Vor vier Jahren hatten die Autoren ihr Stück wieder herausgeholt und einer gründlichen Überarbeitung unterzogen. Statt aufwendiger Bühnentechnik und bunten Projektionen wie damals in Berlin gibt es nun ein Einheitsbühnenbild: den riesigen, dunklen Glockenstuhl der Kathedrale, in dem uns eine Art Schaustellertruppe in grauen Kutten die Geschichte erzählt. Eigentlich sind es die Steinfiguren Notre-Dames, die sich blitzschnell in Gaukler, Kardinäle, Bürger oder Soldaten verwandeln, die aus Kirchenbänken Kulissen bauen, Kostüme aus Truhen ziehen, Feuerwerk entzünden oder bunte Prospekte an Lanzen aufhängen. Immer wieder treten die Figuren aus der Handlung heraus und erzählen in der dritten Person von ihrem eigenen Los, wie bei einer Moritat. Das bringt einen Hauch Brecht‘scher Wahrhaftigkeit in ein Genre, wo man das nicht unbedingt vermuten würde.

Die neue Inszenierung fiel nicht etwa größer, bunter, Disney-hafter aus, sondern reduziert und stringent – genau deshalb ist sie so viel besser. David Jakobs, der großartige Darsteller der Titelfigur, kommt aufrecht herein, malt sich schwarze Schlieren ins Gesicht, schnallt einen Buckel an und wird in einer staunenswerten Verwandlung zum schiefen, ungelenken Quasimodo. Regisseur Scott Schwartz, der Sohn des Textautors, setzt auf die Urkräfte des Theaters, die schon vor Jahrhunderten die Zuschauer bewegten – faszinierend, dass genau dieser Ansatz in der ansonsten Hightech-blitzenden Musical-Sparte so gut funktioniert. Bei aller Dramatik scheint aber auch immer wieder ein sehr lieber Humor auf, etwa wenn Quasimodo sich mit seinen imaginären Freunden, den Steinfiguren, berät.

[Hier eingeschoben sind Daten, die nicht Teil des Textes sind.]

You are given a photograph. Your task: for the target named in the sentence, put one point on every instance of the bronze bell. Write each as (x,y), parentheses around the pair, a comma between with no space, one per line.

Geschichte der Unterdrückten

Schwartz und die Autoren erzählen Victor Hugos Roman als eine Geschichte der Unterdrückten: Erzdiakon Frollo, der Quasimodo wie ein Schoßhündchen behandelt, hetzt gegen Zigeuner und alles Fremde, die Gaukler wiederum verprügeln den missgestalteten Glöckner, die schöne Esmeralda wird zum begehrten Objekt sämtlicher Männer. Die Botschaft liegt, wie so oft bei Disney, in der Erzählung selbst: Es geht um Mitgefühl, Toleranz, Respekt vor allen Außenseitern. Das schöne Duett „Einmal“, das an „Somewhere“ aus Leonard Bernsteins „West Side Story“ erinnert, ruft ganz konkret nach einer gerechteren Welt.

Anders als der nur mittelmäßig einstudierte „Bodyguard“ nebenan glänzt „Der Glöckner“ mit einem brillanten, leidenschaftlich engagierten Ensemble und tollen Stimmen. Neben David Jakobs mit seiner erstaunlichen Körpersprache gefallen Maximilian Mann als fescher Hauptmann Phoebus und Felix Martin, damals einer der ersten deutschen Musicalstars, als selbstgerechter, in sich zerrissener Erzdiakon Frollo. Mercedesz Csampai ist fast ein wenig zu brav für die sinnliche Esmeralda. Und über allem hängen und dröhnen die riesenhaften Glocken: Genau wie bei Victor Hugo ist es die erhabene Kathedrale selbst, die im Zentrum steht.

Täglich außer montags. Samstags und sonntags auch nachmittags.